SAP BPM 2008: Business Rules Management

I was up bright and early today to hear Soum Chatterjee from SAP Labs give an introduction to their business rules product, the recently-acquired Yasu (which Chatterjee claims stands for Yet Another Start-Up). I’ve had a bit of a look at it in the context of the NetWeaver BPM demos that I’ve had, but wanted to hear about their roadmap for the product.

He started with some very fundamental information on business rules, and made an interesting comment (considering who writes his paycheck): maybe embedding rules in the code of systems like SAP’s ERP was not a great idea. Of course, neither was having rules embedded in database triggers or non-automated methods such as documenting them in procedures guides or just having them in people’s heads. In these cases, we might see lack of flexibility, lack of visibility and lack of enforcement/standardization as well as having the business rules scattered around the organization where they can’t be properly managed. The solution, of course, is SAP NetWeaver BRM 🙂  Consider that the audience is mostly SAP customers who are very used to the idea of business rules embedded within their ERP code, some of these ideas are pretty radical, but he does a good job of laying out the value proposition of business rules, not just a product overview. He put it in the context of BPM, where the ability to change the rules within processes provides maximum agility.

From a rules product standpoint, they have a suite including:

  • A composer for modeling rules, in an Eclipse-based environment that can be used by a business analyst. It uses a natural language-like representation of the rules, and provides conflict resolution and other up-front analysis of the rules being modeled. Rules can be represented as a decision table, classic if-the-else code, or as a graphical rule flow (which is a sort of decision tree). I’ve also seen this integrated into the process modeling environment in their BPM product.
  • A rules manager for deploying and managing rules.
  • A rules engine to execute the rules. Rules can be consumed as web services (and therefore by their BPM or any other composite application modeling environment) and ABAP business applications.
  • A repository for storing the rules assets.
  • A rules analyzer for optimization (not released yet).

They’ve focused on fast methods of testing and refining rules, particularly by a business analyst. They also have a lot of change management and governance built in.

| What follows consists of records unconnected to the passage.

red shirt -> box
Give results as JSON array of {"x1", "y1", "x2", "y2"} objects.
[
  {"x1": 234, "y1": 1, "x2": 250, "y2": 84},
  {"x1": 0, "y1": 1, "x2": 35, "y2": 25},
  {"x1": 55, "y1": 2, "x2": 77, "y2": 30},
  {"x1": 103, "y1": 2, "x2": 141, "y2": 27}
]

He covered how BRM and BPM will work together:

  • Complex rule-based decisions (pricing, credit decisions, etc.)
  • Responsibility determination (rule-based task assignment)
  • Recognition of business events
  • Routing rules
  • Parameter thresholds and tolerance (constraints)

Rules can be modeled in the rules composer or in the process composer. He showed us a (canned) demo of the rules composer that would have been a lot more compelling if he had narrated it in a bit more detail: I was sitting at the front of the room so could see the screen, but I’m sure that those at the back of the room couldn’t read it and there wasn’t enough narration to follow along with what was happening in the screen playback. Eight minutes into the video (only halfway!), we move from code-based rules to decision tables, which is a bit more interesting from a demo standpoint, but I really doubt if anyone who didn’t already know something about rules modeling would have gained a lot of information from watching this. It also made the composer look a lot more difficult that it actually is, as evidenced from an audience question about whether they expected business users to use this (in a disbelieving voice).

He finished up with the product roadmap:

  • This year, they’ve delivered the business rules composition and execution environment, available for invocation from the various SAP product lines, and integrated with the BPM composition environment.
  • In 2009, there will be more complex decision sequences, integrated support for rule refinement and validation, end-to-end change management, and improved business user participation and collaboration in rules authoring and change management.
  • In 2010, the plan (which of course can change) is to have real-time rule-based responses to business events, advanced rules analysis capabilities with alignment to business goals, and better modeling capabilities for business analysts.